As I said, I come from a very close-knit family. A very LOUD & OPINIONATED close-knit family. We love people hard, but we also speak our minds. Myself included. A good portion of that last blog post I wrote was learning to keep my opinions & judgements myself. Here we are at Step #2– what to do when a family member speaks their mind & it doesn’t align with what you feel your life should look like. I’m about to turn 30, so I’ve been categorized as an “adult” for some time, but I think this past year has been a crucial one. It’s been tough for me to be there for my family long distance, but at the same time not bow to their every whim & do what I think is best for me.
Sometimes when you make a choice for what’s best for you, it’s an unpopular choice. And people will tell you how very unpopular it is. Even small decisions that don’t please those you’re closest to can cause some pretty hurtful judgements to be thrown your way. But the best thing we can do is hold our choices up to the Lord. Are your life choices motivated by God? Or are they motivated by others? 1 Thessalonians 4:1-2 reads:
“Finally, then, brothers, we ask and urge you in the Lord Jesus that as you received from us how you ought to walk and to please God just as you are doing, that you do so more and more. For you know what instructions we gave you through the Lord Jesus. “
According to this passage, we have an internal compass. The Bible is an entire book telling us which path to take. We are to please God over all else. It’s so tough to feel confident in your choices & at peace with them when someone close to you calls your motives into question. Or worse, your sincerity & honesty. But we are called to follow Him. I’m in a season of this now, & my friends have heard my prayer requests & seen the tears as I don’t receive the approval I crave from family members. But pressing on & making love my main focus is the goal. The Lord knows my heart!
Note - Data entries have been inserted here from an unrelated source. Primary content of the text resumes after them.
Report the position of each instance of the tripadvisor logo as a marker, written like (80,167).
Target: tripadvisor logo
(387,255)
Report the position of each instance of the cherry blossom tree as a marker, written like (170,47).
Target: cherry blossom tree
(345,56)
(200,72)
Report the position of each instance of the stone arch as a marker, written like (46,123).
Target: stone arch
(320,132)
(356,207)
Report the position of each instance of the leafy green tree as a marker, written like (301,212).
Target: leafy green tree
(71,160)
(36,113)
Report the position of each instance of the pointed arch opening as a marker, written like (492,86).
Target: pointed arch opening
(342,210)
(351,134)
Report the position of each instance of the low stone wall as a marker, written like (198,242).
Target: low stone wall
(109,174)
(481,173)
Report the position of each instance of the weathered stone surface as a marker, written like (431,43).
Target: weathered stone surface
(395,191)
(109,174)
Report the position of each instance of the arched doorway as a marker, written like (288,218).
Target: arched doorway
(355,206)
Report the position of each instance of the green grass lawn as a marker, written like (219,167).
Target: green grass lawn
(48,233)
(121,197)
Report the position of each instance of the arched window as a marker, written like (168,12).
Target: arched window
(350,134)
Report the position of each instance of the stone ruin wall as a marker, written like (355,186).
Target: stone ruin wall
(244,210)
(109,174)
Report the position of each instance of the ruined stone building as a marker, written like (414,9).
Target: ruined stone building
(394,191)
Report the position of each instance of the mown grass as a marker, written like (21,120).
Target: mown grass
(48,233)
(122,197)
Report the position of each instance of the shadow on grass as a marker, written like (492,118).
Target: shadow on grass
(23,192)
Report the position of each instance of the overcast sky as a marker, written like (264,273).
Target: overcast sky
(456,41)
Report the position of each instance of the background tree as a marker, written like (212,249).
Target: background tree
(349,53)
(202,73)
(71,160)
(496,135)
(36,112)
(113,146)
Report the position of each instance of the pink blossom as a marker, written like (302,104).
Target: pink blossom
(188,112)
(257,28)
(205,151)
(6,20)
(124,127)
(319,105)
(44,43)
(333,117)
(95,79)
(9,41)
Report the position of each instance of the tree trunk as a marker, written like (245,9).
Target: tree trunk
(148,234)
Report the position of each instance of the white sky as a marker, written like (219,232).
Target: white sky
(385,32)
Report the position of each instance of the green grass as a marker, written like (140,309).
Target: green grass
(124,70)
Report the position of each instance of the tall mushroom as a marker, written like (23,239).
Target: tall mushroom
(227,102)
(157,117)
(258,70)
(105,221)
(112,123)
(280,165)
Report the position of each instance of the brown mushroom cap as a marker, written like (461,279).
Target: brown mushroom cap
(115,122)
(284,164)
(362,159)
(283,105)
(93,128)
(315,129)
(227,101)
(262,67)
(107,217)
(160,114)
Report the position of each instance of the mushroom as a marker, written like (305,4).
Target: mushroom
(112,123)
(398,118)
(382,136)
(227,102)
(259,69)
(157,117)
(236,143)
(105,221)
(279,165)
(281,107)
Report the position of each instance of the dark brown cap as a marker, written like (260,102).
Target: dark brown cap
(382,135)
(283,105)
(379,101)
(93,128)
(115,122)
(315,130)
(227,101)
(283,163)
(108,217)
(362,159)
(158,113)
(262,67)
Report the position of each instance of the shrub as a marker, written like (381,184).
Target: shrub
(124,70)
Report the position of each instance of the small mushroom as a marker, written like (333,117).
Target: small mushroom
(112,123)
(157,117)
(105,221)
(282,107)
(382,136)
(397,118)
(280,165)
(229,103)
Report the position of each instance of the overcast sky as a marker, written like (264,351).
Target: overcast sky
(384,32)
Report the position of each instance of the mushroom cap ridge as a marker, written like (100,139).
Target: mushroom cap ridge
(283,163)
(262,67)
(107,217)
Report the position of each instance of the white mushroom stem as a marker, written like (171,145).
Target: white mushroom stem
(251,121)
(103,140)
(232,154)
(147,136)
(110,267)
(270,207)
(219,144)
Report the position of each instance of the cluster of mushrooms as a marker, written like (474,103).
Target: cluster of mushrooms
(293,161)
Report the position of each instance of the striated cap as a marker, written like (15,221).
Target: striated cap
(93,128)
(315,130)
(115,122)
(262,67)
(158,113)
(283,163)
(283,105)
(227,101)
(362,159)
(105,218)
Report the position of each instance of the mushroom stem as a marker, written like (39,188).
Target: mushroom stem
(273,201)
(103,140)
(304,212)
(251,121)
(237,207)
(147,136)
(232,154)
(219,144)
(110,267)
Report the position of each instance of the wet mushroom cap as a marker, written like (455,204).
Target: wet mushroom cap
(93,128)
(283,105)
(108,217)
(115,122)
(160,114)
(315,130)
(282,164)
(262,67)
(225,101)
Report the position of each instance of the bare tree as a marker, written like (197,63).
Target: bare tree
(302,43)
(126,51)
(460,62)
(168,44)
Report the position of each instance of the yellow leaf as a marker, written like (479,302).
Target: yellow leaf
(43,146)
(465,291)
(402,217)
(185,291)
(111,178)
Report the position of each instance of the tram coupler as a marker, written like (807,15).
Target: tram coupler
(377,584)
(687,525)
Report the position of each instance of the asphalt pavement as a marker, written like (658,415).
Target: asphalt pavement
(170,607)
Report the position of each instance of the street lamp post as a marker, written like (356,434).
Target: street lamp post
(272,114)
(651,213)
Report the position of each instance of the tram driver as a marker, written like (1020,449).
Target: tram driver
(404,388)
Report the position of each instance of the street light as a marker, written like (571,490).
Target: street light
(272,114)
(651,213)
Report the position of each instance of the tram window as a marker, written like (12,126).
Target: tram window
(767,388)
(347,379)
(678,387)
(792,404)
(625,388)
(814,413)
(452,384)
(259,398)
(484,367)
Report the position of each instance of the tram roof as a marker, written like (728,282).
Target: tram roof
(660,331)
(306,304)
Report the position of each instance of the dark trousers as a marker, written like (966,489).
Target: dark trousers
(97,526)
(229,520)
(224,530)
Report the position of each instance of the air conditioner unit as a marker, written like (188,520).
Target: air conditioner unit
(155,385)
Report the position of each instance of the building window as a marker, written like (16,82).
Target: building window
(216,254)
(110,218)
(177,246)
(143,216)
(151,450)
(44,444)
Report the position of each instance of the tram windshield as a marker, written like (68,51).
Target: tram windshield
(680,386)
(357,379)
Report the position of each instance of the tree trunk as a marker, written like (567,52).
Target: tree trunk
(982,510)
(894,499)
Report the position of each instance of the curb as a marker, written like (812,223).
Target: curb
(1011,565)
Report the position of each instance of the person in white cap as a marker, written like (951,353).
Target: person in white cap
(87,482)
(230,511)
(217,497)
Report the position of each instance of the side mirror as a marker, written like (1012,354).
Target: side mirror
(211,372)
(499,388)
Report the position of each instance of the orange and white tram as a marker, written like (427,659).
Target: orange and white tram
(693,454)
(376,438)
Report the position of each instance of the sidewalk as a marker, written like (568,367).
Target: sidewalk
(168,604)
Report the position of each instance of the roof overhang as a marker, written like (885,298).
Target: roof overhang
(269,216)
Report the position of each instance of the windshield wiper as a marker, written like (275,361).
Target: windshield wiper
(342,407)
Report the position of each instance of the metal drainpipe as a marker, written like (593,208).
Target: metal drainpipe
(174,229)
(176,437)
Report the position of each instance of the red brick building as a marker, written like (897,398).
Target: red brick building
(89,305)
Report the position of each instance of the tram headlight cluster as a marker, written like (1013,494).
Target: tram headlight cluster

If you’re in a similar season yourself, pray with me:
God, I have my ear bent to you listening. I crave your approval & direction. This world is stacked with constant opportunities for comparison & crumbling to criticism. But I want to be motivated by YOU! You have given me such a wonderful family that have raised me to be the person I am today & I pray that you’ll give them a sense of understanding in my current season. Help me to better communicate with those closest to me & allow me to understand what they’re going through as well. Make clear to me your plans for my life as well as peace & discernment. I ask all these things right here, right now in Your Name! Amen.”